The dramatic acceleration in digitisation triggered by Covid-19 lockdowns and social distancing will make millions of job losses across the world permanent unless the global workforce rapidly acquires the skills needed to tackle new technologies.
Technology giant Microsoft has warned that the transition is essential to drive recovery from the worst global recession in at least eight decades, which may leave a quarter of a billion people unemployed this year. The pandemic has shone a “harsh light” on what was already a widening global skills gap, it says.
“Crises have a way of accelerating trends already in motion, and the Covid-19 pandemic has proven no exception. Our data shows that two years’ worth of digital transformation have been concentrated into the past two months,” it said on 30 June. The final weeks of March alone saw as much broadband traffic as could be expected in a full year, it added.

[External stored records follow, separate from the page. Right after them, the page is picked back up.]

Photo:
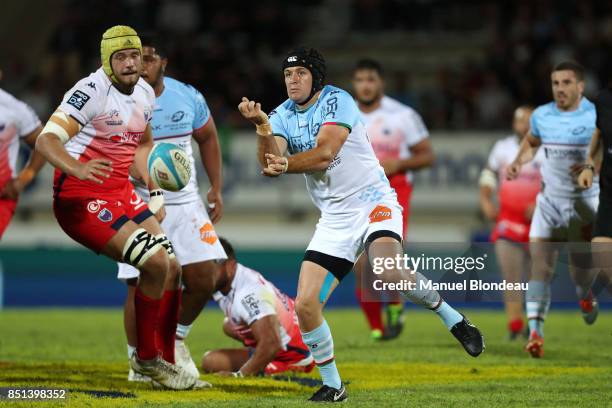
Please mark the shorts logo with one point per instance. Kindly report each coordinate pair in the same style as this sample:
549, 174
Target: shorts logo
208, 234
380, 213
78, 99
177, 116
94, 206
105, 215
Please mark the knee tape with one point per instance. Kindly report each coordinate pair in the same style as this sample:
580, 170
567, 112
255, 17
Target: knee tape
139, 247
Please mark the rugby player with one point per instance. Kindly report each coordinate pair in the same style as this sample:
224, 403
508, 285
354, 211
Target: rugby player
17, 122
512, 218
180, 115
321, 128
262, 318
401, 144
564, 211
601, 146
100, 129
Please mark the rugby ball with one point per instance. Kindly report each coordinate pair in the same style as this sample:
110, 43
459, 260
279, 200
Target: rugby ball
169, 166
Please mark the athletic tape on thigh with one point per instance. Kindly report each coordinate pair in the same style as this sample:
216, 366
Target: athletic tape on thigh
326, 287
163, 240
139, 247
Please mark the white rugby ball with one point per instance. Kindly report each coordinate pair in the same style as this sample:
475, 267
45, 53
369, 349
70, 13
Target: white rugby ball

Technologies powered by artificial intelligence (AI) are ushering in an era of automation and disruption, which is now widely described as the fourth industrial revolution (4IR), incorporating cloud computing, robotics, advanced wireless technologies and the Internet of Things.
But even in developed countries, skills to address the transition are in short supply, partly because of a drop-off in corporate training investments over the past two decades.
In South Africa the problem is acute, given the lack of emphasis placed on technology in both public and private higher learning institutions.